Find all polar coordinate pairs of the point with Cartesian coordinates:
(-4sqrt(3), 4)
thanks for any help you can give me.
Here I drew a hand drawn picture.
The BIG point is the point you are given.
There are two angles the bigger and smaller (inside the triangle) which are shown as dotted lines.
The base of the triangle is the BIG black line.
The height of the triangle is the green line.
And the hypotenuse is the red line.
Now, we will find the smaller angles shown by the dotted angle.
Let theta be the angle.
Then we know that,
tan(theta)=OPPOSITE/ADJACENT=4/4sqrt(3)=1/sqrt(3)=sqrt(3)/3
Note it is not negative because we are finding the lengths, thus even though the x-value is negative we disregard it because the length is what we are trying to find. (In the last step I rationalized the denominator).
Okay so what angle gives you tangent of sqrt(3)/3. If you pay attention in class that is pi/6. Thus, the bigger dotted angle is what you need to find in order to convert to polar coordinates, that is pi-pi/6=5pi/6 because the full x-axis is pi radians.
Good now you know the oriented angle that you form. Meaning theta = 5pi/6. What is the radius. That is simple, look at the triangle. It is the sum of the squares of the sides by Pythagoren theorem.

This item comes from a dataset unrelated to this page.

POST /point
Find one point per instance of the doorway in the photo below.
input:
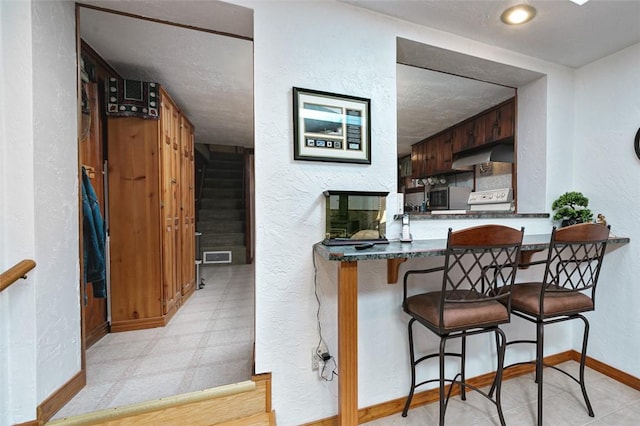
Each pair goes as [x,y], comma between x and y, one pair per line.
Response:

That is,
(4sqrt(3))^2+4^2=16*3+16=64
Now that square root, sqrt(64)=8.
Thus the radius is 8 units long.
Meaning r = 8.
Thus the polar coordinates are:
(5pi/6,8)
Hello, rcmango!
Find all polar coordinate pairs of the point with Cartesian coordinates: (-4sqrt(3), 4)

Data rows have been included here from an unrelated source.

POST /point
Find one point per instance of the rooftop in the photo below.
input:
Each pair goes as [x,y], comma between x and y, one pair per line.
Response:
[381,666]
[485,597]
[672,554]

There are formulas for this problem:
Given: (x, y)
. . . . . . . . . . ______
Then: . r .= .√x² + y² . . . tan θ .= .y/x
We are given: .x = -4sqrt{3}, .y = 4
. . . . . . . . . . _______________ . . . .__
Then: . r .= .√(-4sqrt{3})² + 4² .= .√64 .= .8
. . . . . . . . . . . . . 4 . . . . . . .1
And: . tan θ .= . ------ . = . - ----
. . . . . . . . . . . .-4√3. . . . . .√3
. . Hence: .θ .= .5π/6, -π/6
We know that the angle is in Quadrant 2, so: .θ .= .5π/6
The complete solution is: .(8, 5π/6 + 2πk) for any integer k.